2 - Those changes in (1) were part of some major network changes and we seem to have a lot more latency.
With all of that said, I really need some help figuring this out.
Could it be stale HBase wal files somewhere? Could that cause Hive server to fail?
Is there a zookeeper timeout setting I can change to help?
Any tips would be much appreciated.
Once the hostname has been changed apart from updating the ambari related see HWX changing host names please strictly follow the document.
You will need to check the below properties updating the ambari.properties
server.jdbc.hostname= server.jdbc.rca.url= server.jdbc.url=
For hive, oozie and ranger related you will need to update these if the host where the databases for these components was also changed.
As root user connect to your Ambari database backend and execute
grant all privileges on hive.* to 'hive'@'new_host' identified by 'hive_password'; grant all privileges on hive.* to 'hive'@'new_host' with grant option;
Run the above for all affected service mentioned above.
You could be having an hbase to hive schema mapping issue!
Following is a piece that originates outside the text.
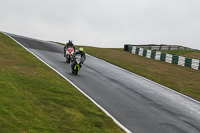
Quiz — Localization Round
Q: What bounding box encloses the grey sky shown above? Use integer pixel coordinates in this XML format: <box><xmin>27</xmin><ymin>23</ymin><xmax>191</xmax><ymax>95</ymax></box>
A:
<box><xmin>1</xmin><ymin>0</ymin><xmax>200</xmax><ymax>49</ymax></box>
Please revert
Thanks @Geoffrey Shelton Okot
Just to clarify, we corrected all the hosts files and re-started all the services.
I have a hunch that there are is some hbase data somewhere that is now corrupt because it is associated with the incorrect fqdn.
But I wouldn't expect hive to have any relationship to hbase.
Does zookeeper use hbase for record keeping?
It took me a while to look in /var/log/messages, but I found a ton of ntpd errors.
It turns out that our nodes were having issues getting out to the servers they were configured to use for sync.
I switched all the configurations to use a local premise server and restarted everything.
I'm hoping that will be the full solution to our issue.